This study guide covers verifying solutions for differential equations. It explains the process of verifying solutions by substituting the derivative of a proposed solution into the differential equation. It includes examples demonstrating the verification process with step-by-step solutions. Key terms covered are general solutions and the verification process itself, using the product rule and differentiation techniques. Practice problems are also provided to reinforce the concepts.

#7.2 Verifying Solutions for Differential Equations

In AP Calculus, one of the fascinating things we learn is how to solve differential equations. In this section, we will focus on verifying solutions to differential equations, a critical skill in both mathematics and real-world problem solving.


#✅ Verifying Solutions

While actually solving a differential equation may seem daunting, verifying a given solution is a piece of cake! 🍰

Differential equations often have not just one, but infinitely many solutions.
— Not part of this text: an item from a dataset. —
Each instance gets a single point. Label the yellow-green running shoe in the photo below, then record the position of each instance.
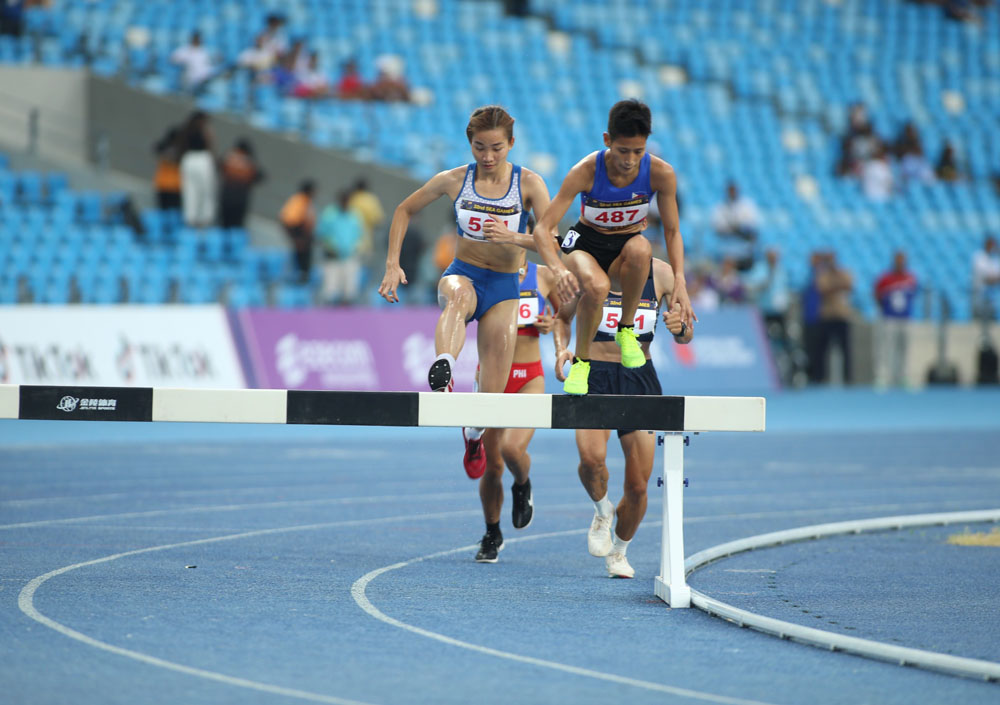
(632, 355)
(576, 383)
These solutions are known as general solutions. Each of these solutions can be tweaked slightly by adding different constants, and yet, they still solve the original differential equation. Imagine a family of curves on a graph, each differing slightly from the others, but all fitting the same overall pattern described by the differential equation.

!Screenshot 2024-02-17 at 14.41.52.png

Example of a family of solutions from the general solution ax^b + cy^d.

Image courtesy of Wolfram

This verification process is rooted in understanding derivatives and how they function. When you're given a differential equation and a potential solution, your job is to take the derivative of the proposed solution and see if it fits perfectly into the original equation. It's like havin...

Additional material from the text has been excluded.